La pandemia nos demostró lo que en un escenario normal nos hubiera demorado décadas en terminar de entender y es que, vivir apeñuscados probablemente genera más efectos negativos que positivos. Estoy hablando de trancones, inseguridad, poco espacio, contaminación y burbujas inmobiliarias.
El coronavirus hace que la transacción trabajo en la oficina versus una vida más barata y sana se haga cada vez más costosa. Si un trabajador de calidad puede hacer su labor desde su casa o una ciudad con un costo de vida más bajo y probablemente con una mejor calidad de existencia, ¿cuál es la razón para que se deba trasladar a una ciudad contaminada, caótica e insegura? ¿Qué sentido tiene vivir en un apartamento pequeño en Bogotá, mientras que por el mismo precio puedo tener una casa más grande y tal vez un poco de verde en una ciudad más pequeña?
Las empresas también empezarán a ver el valor que tiene que sus empleados vivan mejor y sean más productivos. La conversación de hoy demuestra que todos los que hemos hecho teletrabajo por estos días hemos tenido más reuniones, más discusiones y hemos entregado más horas de trabajo que en condiciones normales. Simplemente no tenemos trancones que soportar ni aviones que tomar. También las compañías, especialmente las de servicios, entenderán que no es necesario tener tanto edificio suntuoso con infraestructura cara, cuando pueden ahorrarse esos costos, hacer más felices a sus empleados y ganar más dinero, con solo dejarlos trabajar remotamente. Es simplemente el cambio del paradigma: vale más la contribución intelectual que un puesto tibio con poca productividad.

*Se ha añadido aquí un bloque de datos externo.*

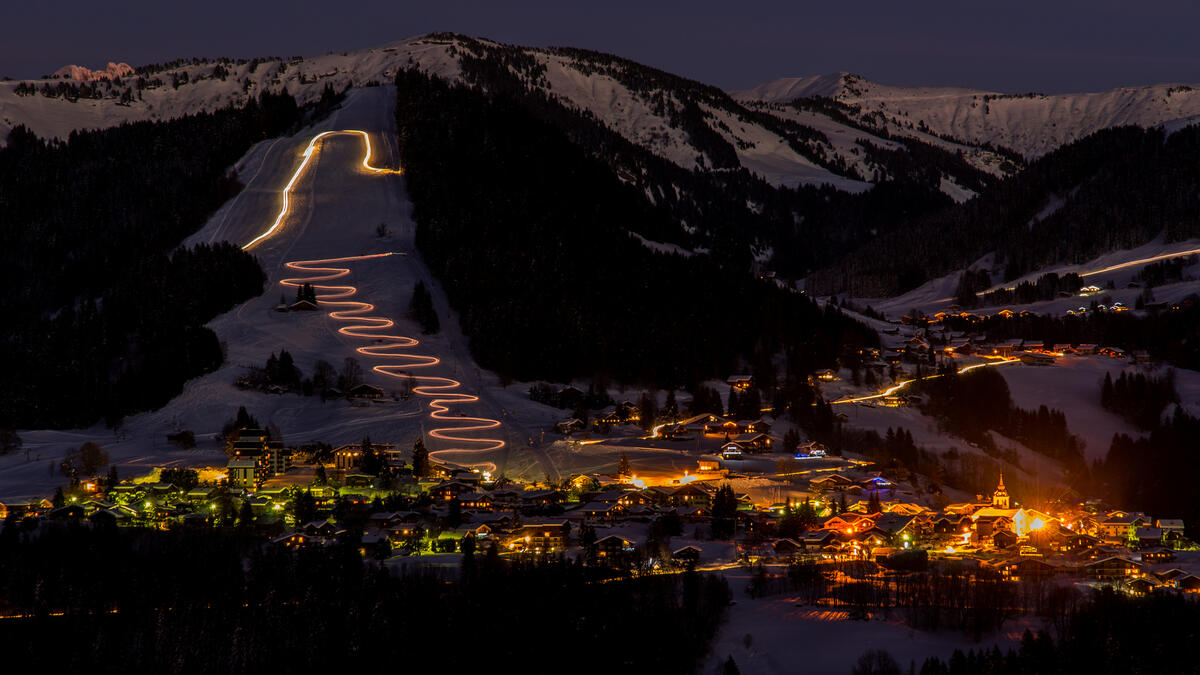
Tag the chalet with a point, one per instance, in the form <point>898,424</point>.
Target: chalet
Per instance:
<point>475,501</point>
<point>303,306</point>
<point>321,529</point>
<point>449,490</point>
<point>952,524</point>
<point>1006,348</point>
<point>1120,526</point>
<point>846,523</point>
<point>1003,539</point>
<point>599,511</point>
<point>294,541</point>
<point>615,545</point>
<point>540,497</point>
<point>787,548</point>
<point>1037,358</point>
<point>569,426</point>
<point>811,449</point>
<point>689,495</point>
<point>365,392</point>
<point>609,417</point>
<point>1111,567</point>
<point>243,472</point>
<point>540,537</point>
<point>1171,527</point>
<point>893,525</point>
<point>1030,568</point>
<point>1147,537</point>
<point>832,482</point>
<point>876,483</point>
<point>739,382</point>
<point>1113,353</point>
<point>815,539</point>
<point>750,442</point>
<point>754,426</point>
<point>1157,554</point>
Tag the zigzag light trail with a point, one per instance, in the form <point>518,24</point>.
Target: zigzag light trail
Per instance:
<point>361,323</point>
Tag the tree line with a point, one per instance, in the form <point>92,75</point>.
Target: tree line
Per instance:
<point>538,262</point>
<point>105,314</point>
<point>135,599</point>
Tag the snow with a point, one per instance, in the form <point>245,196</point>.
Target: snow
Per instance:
<point>85,75</point>
<point>1073,386</point>
<point>778,634</point>
<point>305,79</point>
<point>1031,124</point>
<point>955,191</point>
<point>336,215</point>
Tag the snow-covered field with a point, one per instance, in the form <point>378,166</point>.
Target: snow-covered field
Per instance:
<point>336,210</point>
<point>1119,267</point>
<point>779,634</point>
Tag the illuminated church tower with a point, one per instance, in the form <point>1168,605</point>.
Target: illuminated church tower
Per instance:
<point>1000,497</point>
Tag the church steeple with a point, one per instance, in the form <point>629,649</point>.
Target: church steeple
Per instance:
<point>1000,497</point>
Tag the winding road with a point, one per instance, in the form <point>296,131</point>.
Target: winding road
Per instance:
<point>364,324</point>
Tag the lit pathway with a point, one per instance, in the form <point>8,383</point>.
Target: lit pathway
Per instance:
<point>361,323</point>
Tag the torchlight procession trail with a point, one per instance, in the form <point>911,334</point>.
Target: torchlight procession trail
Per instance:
<point>438,389</point>
<point>907,382</point>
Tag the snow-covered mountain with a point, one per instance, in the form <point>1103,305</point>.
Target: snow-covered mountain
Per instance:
<point>1030,124</point>
<point>84,75</point>
<point>649,108</point>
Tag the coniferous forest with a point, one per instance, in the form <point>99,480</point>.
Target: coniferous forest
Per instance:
<point>105,314</point>
<point>1116,189</point>
<point>111,599</point>
<point>531,238</point>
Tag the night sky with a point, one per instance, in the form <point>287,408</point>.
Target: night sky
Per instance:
<point>1014,46</point>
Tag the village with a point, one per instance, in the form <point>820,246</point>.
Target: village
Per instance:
<point>396,505</point>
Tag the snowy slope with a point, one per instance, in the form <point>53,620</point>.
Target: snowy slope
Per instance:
<point>571,79</point>
<point>305,79</point>
<point>1030,124</point>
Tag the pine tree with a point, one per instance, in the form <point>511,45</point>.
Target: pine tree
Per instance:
<point>421,466</point>
<point>623,466</point>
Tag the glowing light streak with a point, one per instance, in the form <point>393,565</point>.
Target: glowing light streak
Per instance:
<point>309,153</point>
<point>438,389</point>
<point>901,384</point>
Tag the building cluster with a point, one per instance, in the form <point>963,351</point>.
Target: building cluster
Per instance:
<point>1018,542</point>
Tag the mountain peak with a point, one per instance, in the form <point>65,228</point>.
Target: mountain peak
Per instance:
<point>87,75</point>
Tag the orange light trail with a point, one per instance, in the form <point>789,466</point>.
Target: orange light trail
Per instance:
<point>438,389</point>
<point>899,386</point>
<point>309,153</point>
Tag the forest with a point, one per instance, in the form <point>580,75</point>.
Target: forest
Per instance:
<point>976,402</point>
<point>109,599</point>
<point>1108,634</point>
<point>539,261</point>
<point>1116,189</point>
<point>726,209</point>
<point>105,314</point>
<point>1171,335</point>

Por su puesto esto no aplica para todos. Se necesitan trabajadores esenciales que mantengan la infraestructura y las redes, pero la reducción de personas trabajando desde el mismo sitio bajará desatorando el embudo que hoy por hoy existe en los grandes centros urbanos. Un alivio.
La educación también pasará por esa transformación. A la fuerza los grandes centros educativos están entendiendo que tiene más valor el contenido de sus clases que sus propias instalaciones. Las clases virtuales se volverán la norma y los encuentros de interacción personal serán reducidos a lo estrictamente necesario. Será un escenario de gente que aprende más rápido, frente a los que aprenden más lento.
El futuro probablemente traerá más familias viviendo en ciudades pequeñas y en los suburbios donde el aire es más limpio, el contacto con las masas es reducido y la vida más simple, segura y calmada. Cada vez habrá menos incentivos para montarse en un avión, meterse en un trancón, subirse a un ascensor y hacer fila, arriesgando la vida y la salud. Quedarse en casa será entendido como un privilegio, incluso la norma, pero nunca como una obligación.
Esto también significará oportunidades enormes para las empresas. Sus inversiones dejarán de darse en mega infraestructuras, para pasar a competir por los mejores y más efectivos canales de distribución. El mundo de los negocios será más de Amazon y menos de centros comerciales, mientras que en términos de política pública las naciones podrán dedicarse menos a las construcciones de metros y más a las de carreteras seguras y alcance de salud.
El futuro pinta bien. Regresar a lo básico y a la tierrita, para los que tenemos origen en la provincia, no es algo malo. El sueño de la gran ciudad acaba de morir frente al beneficio de poder respirar tranquilos. Lo bueno de esta pandemia, porque la vamos a superar sin duda alguna, es que podremos regresar a casa.